What a pain.
In June we purchased a nice/reasonable teenager car (1998 Escort ZX2). Fairly low miles, good tires, with heat and AC for $1500.
Last week it was wrecked, or rather run into in a parking lot incident. The damage wasn’t all that bad, but the suspension was broken.
The person was covered by Progressive. All in all the claim service has been decent. The problem is they won’t use any used/remanufactured/aftermarket suspension parts. So the cost of fixing the suspension pushed passed the value of the vehicle.
Hence, it’s "Totaled".
It’s still a decent car given it’s purpose. Good gas mileage, working AC, etc.
So we’re taking the settlement, minus the buy back ($250) and we’re going to fix it. Cost to fix: ~$1200-ish. that does not include a new bumper, but does include beating out the dent in the fender so it’s not so bad. Remember, teenage driver, to/from school and work is it’s primary purpose.
So, the Salvage process goes like this.
To get the settlement from Progressive I have to convert the Title to salvage. Cost: $5.00.
I then have to bounce next door and buy a Salvage Inspection Certificate. Cost: $53.00.
The car is now Salvage and as such is not licensed to be on the road. (We can’t drive it). It will be fixed tomorrow or Saturday, but we’re stuck. We can’t drive it until our inspection date which generally runs 30 days out. The body shop had an inspection certificate which they claim is transferable so they made the inspection appointment for us for Dec 22nd. So we’re without wheels until then.
We now wait for the car to be repaired, and for Dec 22nd to roll around. We are permitted to drive it to the inspection location (on the certificate).
Once it passes, we then have to go back to the Title agency and convert the title to rebuilt salvage. (Another $6.00).
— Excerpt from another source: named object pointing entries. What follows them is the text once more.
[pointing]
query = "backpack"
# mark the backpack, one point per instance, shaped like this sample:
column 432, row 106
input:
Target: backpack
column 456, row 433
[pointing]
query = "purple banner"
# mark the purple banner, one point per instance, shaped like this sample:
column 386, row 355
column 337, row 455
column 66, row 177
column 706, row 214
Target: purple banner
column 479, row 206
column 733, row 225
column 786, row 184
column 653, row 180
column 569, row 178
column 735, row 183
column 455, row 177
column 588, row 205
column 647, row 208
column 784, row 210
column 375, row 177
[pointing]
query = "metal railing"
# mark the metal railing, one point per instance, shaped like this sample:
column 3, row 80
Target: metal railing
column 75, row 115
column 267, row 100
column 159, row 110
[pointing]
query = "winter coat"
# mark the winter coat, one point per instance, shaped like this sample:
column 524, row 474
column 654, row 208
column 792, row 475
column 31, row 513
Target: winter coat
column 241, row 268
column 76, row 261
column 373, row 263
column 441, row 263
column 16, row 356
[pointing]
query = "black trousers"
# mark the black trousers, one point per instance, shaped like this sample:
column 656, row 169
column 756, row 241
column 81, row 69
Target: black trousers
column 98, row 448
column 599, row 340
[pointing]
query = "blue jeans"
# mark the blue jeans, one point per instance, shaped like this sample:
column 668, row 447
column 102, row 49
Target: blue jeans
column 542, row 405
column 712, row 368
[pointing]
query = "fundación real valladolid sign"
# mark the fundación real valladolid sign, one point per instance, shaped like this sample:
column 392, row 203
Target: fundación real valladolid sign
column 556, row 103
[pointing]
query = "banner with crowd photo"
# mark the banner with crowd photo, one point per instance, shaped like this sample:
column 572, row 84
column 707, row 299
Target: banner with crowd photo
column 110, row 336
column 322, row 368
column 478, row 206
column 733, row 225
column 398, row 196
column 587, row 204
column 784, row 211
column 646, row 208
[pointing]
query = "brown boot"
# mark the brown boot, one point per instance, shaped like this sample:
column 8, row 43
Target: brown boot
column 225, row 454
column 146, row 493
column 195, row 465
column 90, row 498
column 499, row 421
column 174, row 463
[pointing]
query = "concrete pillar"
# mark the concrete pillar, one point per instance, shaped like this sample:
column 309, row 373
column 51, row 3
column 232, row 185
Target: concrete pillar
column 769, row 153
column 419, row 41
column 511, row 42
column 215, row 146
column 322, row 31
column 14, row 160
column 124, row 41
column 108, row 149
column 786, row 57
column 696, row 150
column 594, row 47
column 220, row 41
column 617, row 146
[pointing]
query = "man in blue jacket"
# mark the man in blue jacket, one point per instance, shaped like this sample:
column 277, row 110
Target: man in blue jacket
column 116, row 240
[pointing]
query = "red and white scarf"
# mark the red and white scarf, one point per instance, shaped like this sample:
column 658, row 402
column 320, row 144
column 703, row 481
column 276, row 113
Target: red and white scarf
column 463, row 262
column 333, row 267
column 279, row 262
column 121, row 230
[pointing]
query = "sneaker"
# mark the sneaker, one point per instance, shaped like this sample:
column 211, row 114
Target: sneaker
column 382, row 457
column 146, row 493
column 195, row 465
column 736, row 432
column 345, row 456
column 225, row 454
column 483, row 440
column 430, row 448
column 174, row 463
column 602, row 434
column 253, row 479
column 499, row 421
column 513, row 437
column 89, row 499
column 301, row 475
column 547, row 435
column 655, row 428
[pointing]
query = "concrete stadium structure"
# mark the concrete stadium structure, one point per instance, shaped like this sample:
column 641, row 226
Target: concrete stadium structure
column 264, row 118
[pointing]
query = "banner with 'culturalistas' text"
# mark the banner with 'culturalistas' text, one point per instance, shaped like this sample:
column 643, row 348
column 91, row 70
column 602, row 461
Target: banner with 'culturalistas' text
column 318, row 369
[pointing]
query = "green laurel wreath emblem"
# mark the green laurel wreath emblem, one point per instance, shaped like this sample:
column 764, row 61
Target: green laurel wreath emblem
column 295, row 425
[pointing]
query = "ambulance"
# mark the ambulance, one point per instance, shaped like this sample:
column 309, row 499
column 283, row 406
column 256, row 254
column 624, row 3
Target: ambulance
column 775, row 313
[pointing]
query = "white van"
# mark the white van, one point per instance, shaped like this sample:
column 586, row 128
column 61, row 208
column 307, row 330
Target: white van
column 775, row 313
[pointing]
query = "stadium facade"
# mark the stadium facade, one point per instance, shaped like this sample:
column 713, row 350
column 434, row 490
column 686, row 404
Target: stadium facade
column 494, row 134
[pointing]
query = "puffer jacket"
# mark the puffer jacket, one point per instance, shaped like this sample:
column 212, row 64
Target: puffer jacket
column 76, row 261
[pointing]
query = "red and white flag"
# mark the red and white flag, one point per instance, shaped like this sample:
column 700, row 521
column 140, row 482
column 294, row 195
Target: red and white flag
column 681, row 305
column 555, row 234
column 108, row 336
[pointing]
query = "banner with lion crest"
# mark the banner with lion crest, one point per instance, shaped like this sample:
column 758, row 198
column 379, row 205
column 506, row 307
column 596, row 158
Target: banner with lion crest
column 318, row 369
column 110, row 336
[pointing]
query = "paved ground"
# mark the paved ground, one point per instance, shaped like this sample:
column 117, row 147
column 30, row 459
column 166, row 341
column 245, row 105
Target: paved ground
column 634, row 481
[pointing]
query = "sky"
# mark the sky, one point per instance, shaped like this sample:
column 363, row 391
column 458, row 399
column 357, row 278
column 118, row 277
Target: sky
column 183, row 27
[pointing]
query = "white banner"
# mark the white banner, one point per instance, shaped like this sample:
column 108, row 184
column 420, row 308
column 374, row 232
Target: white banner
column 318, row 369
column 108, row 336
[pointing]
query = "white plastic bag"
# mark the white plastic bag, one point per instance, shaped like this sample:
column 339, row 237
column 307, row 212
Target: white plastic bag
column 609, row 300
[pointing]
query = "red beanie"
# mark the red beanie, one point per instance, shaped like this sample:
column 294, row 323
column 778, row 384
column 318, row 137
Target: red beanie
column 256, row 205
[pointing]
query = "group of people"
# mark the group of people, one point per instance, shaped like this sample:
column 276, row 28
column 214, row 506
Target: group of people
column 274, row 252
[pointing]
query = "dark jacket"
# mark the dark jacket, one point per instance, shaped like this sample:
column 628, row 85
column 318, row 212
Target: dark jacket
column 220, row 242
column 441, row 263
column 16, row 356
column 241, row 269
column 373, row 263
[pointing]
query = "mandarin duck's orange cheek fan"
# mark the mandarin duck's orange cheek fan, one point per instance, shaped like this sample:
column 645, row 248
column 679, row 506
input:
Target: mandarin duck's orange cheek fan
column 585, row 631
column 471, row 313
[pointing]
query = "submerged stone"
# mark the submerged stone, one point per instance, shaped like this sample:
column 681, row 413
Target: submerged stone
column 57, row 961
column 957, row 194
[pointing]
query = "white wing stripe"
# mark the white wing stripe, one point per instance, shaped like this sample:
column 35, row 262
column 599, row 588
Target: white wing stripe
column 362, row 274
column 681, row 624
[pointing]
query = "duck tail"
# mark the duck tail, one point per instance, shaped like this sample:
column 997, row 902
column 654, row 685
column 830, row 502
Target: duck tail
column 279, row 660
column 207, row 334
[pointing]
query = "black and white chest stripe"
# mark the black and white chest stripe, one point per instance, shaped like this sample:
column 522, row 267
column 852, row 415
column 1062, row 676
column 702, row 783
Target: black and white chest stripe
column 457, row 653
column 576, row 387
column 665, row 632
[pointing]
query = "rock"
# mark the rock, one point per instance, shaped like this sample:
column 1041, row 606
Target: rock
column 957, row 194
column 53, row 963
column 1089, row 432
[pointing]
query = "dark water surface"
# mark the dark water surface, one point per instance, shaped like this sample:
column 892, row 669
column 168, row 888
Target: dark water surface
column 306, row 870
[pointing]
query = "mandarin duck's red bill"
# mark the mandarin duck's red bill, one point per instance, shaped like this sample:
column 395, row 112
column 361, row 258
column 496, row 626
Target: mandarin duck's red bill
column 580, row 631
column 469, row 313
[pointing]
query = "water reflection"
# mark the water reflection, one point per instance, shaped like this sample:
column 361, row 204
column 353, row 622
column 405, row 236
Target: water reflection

Then again bounce next door to the registrar and pay to have the plate put back on it (Another $4.50).
The little costs add up, but it’s more the time and running around that’s a big pain in the butt.
It seems to me that this whole process could be streamlined for instant rebuilds like ours. I recognize that most of them don’t go this way, but the typical 30 day lag for the inspection for instant rebuilds is a big inconvenience.
Another fine example of how efficient our governments are.